Dampak dari permasalahan ini ada masalah penting. Kalau ada seseorang menceraikan istrinya dua kali di waktu yang berbeda. Kemudian setelah itu terjadi khulu dengan kata cerai, maka menurut pendapat yang mengatakan bahwa khulu dapat terjadi dengan kata ceraian dianggap sebagai perceraian/talak, maka wanita itu telah lepas darinya (suaminya) dan tidak dihalalkan lagi baginya kecuali dia telah menikah dengan suami lainnya. Sementara menurut pendapat yang mengatakan bahwa khulu itu fasakh meskipun dengan kata cerai, maka dia dihalalkan dengan akad baru meskipun masih dalam iddah. Ini merupakan pendapat terkuat.

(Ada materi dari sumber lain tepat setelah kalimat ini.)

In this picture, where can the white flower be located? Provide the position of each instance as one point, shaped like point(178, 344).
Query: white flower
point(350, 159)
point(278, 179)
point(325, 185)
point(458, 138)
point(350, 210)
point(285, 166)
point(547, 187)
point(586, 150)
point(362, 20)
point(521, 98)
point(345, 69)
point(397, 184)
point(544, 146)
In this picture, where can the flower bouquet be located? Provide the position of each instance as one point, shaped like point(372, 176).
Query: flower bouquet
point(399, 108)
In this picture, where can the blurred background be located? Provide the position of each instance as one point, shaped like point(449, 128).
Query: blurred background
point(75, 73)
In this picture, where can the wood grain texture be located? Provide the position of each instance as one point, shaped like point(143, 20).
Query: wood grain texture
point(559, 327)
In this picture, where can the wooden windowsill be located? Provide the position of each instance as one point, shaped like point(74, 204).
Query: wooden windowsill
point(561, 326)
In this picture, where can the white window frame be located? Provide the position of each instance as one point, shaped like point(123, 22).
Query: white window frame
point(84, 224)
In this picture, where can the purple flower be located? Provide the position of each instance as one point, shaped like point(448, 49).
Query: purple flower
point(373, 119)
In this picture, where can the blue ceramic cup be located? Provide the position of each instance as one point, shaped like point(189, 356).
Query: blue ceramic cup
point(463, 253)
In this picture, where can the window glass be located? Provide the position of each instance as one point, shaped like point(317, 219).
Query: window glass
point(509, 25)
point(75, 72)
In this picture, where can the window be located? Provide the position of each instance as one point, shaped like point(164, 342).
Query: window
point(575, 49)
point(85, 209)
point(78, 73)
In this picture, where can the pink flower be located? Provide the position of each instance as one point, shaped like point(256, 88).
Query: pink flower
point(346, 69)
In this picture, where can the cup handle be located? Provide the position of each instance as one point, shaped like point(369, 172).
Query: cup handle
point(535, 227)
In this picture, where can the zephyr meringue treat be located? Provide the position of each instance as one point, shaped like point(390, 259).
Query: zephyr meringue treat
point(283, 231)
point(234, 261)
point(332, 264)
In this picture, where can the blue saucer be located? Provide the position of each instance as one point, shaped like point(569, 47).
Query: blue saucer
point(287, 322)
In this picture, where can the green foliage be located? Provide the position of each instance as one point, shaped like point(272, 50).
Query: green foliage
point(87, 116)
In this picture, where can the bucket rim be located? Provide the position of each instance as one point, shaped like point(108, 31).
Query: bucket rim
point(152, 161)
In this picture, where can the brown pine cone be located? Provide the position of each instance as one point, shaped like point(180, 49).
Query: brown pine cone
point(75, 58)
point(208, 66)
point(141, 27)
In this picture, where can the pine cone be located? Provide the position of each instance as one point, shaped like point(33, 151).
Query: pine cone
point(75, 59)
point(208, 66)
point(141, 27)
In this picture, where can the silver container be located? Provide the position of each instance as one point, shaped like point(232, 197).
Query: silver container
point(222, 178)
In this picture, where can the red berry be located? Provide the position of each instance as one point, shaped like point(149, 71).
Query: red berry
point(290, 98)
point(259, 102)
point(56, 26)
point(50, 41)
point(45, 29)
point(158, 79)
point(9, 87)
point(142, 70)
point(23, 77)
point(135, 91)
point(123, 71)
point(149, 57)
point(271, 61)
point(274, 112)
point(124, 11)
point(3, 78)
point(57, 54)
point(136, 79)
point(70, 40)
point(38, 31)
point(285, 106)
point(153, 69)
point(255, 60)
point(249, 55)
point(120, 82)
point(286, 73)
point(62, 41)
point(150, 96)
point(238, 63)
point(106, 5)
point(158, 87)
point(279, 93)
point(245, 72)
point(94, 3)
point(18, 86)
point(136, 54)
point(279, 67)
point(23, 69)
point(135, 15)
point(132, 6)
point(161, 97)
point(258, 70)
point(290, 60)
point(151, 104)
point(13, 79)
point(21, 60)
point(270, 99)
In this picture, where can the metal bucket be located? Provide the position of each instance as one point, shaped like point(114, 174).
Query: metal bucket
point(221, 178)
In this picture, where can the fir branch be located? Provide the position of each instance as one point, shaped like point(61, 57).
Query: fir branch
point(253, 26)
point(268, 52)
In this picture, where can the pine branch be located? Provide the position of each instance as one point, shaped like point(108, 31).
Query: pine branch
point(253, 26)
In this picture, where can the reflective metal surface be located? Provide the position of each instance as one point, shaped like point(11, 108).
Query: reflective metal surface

Meskipun begitu kita nasehati orang yang hendak khulu agar tidak mengucapkannya dengan kata cerai terhadap istrinya dengan pengganti sejumlah segini dan segini. Hendaknya dia mengatakan, “Dia khulu istrinya dengan pengganti sebesar segini dan segini. Karena kebanyakan hakim (qodhi) di negeri kami dan saya kira juga terjadi pada di tempat lain, mereka berpendapat bahwa khulu apabila terjadi dengan kata cerai maka menjadi cerai. Hal ini menjadi berat bagi seorang wanita, kalau itu termasuk perceraian terakhir, maka dia harus berpisah dari suaminya (talak tiga). Tapi jika tidak diangap perceraian terakhir, maka khulu tersebut tidak dihitung sebagai bilangan talak (tidak talak tiga)." As-Syarhul-Mumti’, (12/).
Kesimpulannya, jika anda ingin rujuk (kembali) ke suami anda, maka harus dengan akad baru dan khulu yang terjadi tidak dihitung sebagai talak dua.